Five Facet Mindfulness Questionnaire – Short Form (FFMQ-SF)

A self-report measure to quantify an individual’s tendency to be mindful in daily life over a 30-day period (Bohlmeijer et al., 2011). The 24-item measure asks participants to rate items on a 5-point Likert scale from 1 never or very rarely true to 5 very often or always true. Items on the FFMQ-SF cover five dimensions of dispositional mindfulness: observing one’s internal and external experiences (e.g., “I pay attention to physical experiences, such as the wind in my hair or sun on my face”), describing one’s internal experiences (e.g., “I am good at finding words to describe my feelings”), acting with awareness rather than on automatic pilot (e.g., “I do jobs or tasks automatically without being aware of what I’m doing”), taking a non-judging stance towards one’s thoughts and feelings (e.g., “I tell myself that I shouldn’t be thinking the way I’m thinking”), and non-reactivity to one’s inner experiences (e.g., “When I have distressing thoughts or images, I don’t let myself be carried away by them”). Participants completed the FFMQ-SF at baseline and post-intervention. We summed item scores to obtain a FFMQ-SF score. The Cronbach’s alpha reliability coefficient (range) was 0.77 – 0.80, and the McDonald’s omega reliability coefficient (range) was 0.81–0.83. We also computed a change score (∆ FFMQ-SF) by subtracting baseline FFMQ-SF from the post-intervention score.

Difficulties in Emotion Regulation Scale (DERS)

A self-report measure to quantify the frequency with which an individual experiences difficulties regulating emotions over a 30-day period (Gratz & Roemer, 2004).

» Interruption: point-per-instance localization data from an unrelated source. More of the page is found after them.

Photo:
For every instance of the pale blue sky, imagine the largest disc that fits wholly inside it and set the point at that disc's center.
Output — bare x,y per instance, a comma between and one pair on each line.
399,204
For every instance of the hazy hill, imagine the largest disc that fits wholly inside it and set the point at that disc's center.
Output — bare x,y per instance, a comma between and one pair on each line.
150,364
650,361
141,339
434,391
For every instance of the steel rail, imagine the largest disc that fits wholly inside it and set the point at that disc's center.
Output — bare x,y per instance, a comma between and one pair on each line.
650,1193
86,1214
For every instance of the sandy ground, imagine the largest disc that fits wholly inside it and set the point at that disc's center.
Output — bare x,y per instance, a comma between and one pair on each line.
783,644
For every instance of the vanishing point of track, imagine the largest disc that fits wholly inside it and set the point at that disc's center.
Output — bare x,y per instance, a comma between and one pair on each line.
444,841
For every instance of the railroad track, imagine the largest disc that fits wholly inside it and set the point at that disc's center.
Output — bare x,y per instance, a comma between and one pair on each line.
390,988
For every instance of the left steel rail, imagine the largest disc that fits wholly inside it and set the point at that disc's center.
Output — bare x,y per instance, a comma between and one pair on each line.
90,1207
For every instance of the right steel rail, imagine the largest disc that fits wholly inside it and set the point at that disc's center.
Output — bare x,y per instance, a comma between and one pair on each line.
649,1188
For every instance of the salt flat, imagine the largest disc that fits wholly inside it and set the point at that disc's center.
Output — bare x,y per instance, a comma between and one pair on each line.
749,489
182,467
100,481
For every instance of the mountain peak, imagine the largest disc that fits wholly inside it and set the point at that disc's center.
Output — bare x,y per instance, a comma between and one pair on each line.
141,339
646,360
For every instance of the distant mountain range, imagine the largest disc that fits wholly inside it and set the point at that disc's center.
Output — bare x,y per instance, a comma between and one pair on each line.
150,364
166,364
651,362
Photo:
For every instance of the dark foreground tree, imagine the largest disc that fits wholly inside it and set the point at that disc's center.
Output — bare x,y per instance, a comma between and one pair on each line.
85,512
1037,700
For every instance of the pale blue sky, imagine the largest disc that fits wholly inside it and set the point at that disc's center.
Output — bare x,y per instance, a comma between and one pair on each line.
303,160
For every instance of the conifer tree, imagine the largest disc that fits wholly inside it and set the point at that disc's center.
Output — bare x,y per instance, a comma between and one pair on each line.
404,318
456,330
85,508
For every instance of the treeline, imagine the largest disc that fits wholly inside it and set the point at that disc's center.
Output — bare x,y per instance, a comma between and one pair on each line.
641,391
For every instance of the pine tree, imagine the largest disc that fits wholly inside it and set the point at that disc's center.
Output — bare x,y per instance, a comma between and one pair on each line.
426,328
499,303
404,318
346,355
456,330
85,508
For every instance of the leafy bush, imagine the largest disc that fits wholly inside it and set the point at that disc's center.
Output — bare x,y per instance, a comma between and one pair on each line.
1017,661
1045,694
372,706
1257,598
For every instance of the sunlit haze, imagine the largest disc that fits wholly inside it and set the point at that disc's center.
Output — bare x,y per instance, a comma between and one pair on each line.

The 36-item measure asks participants to rate items on a 5-point Likert scale from 1 never to 5 almost always. Items on the DERS cover six factors, including nonacceptance of emotions (e.g., “When I’m upset, I feel guilty for feeling that way”), difficulty engaging in goal-oriented behavior (e.g., “When I’m upset, I have difficulty concentrating“), difficulty with impulse control (e.g., “When I’m upset, I lose control over my behaviors”), lack of awareness of emotions (e.g., “I’m attentive to my feelings”), limitations in effective emotion regulation strategies (e.g., “When I’m upset, my emotions feel overwhelming”), and lack of clarity of emotions (e.g., “I have no idea how I am feeling”). Participants completed the DERS at baseline and post-intervention. We summed item scores at each assessment to obtain a composite DERS score. The Cronbach’s alpha reliability coefficient at both time points was 0.95, and the McDonald’s omega reliability coefficient (range) was 0.95–0.96.

Perceived Stress Scale (PSS-10)

A self-report measure used to quantify perceived stress by how often, over a 30-day period, the individual had specific stress-related thoughts and feelings (Cohen et al., 1983). The 10-item scale asks participants to rate items on a 5-point Likert scale from 0 never to 4 very often. Example items include “How often did you feel nervous or stressed?” and “How often did you feel that difficulties were piling so high that you could not overcome them?” Participants completed the PSS-10 at study baseline and post-intervention completion. We summed item scores at each assessment to obtain a composite PSS-10 score. Several recent studies utilizing bifactor modeling have demonstrated support for the use of such a composite (Lee & Jeong, 2019; Reis et al., 2019; Wu & Amtmann, 2013). The Cronbach’s alpha reliability coefficient (range) was 0.81–0.84, and the McDonald’s omega reliability coefficient (range) was 0.83–0.85.

Penn Alcohol Craving Scale (PACS)

A measure of self-report used to quantify substance use cravings by the frequency, intensity, and duration of the individual’s cravings for substances as well as their ability to resist substance use over the past 30 days (Flannery et al., 1999). While the original PACS targets alcohol use cravings, we revise the wording to also capture cravings for other drugs. The five-item scale asks participants to rate each item on a 7-point Likert scale from 0 none/never to 6 unable to resist/all the time. Example items include “At its most severe point how strong was your craving?” and “How much time have you spent thinking about doing drugs or drinking?” Participants completed the PACS at baseline and post-intervention completion. We took the average of item scores at each assessment to obtain a PACS score. The Cronbach’s alpha reliability coefficient (range) was 0.90 – 0.92, and the McDonald’s omega reliability coefficient was 0.92–0.93.

Class Attendance

Attendance is a measure of exposure to an intervention (Amaro & Black, 2021). Attendance at each of 12 MMWR sessions was observed by study staff and recorded via a sign-in sheet. Participants were instructed to sign at the start of the session. If signatures were missing, research staff consulted with group facilitators to confirm the absence.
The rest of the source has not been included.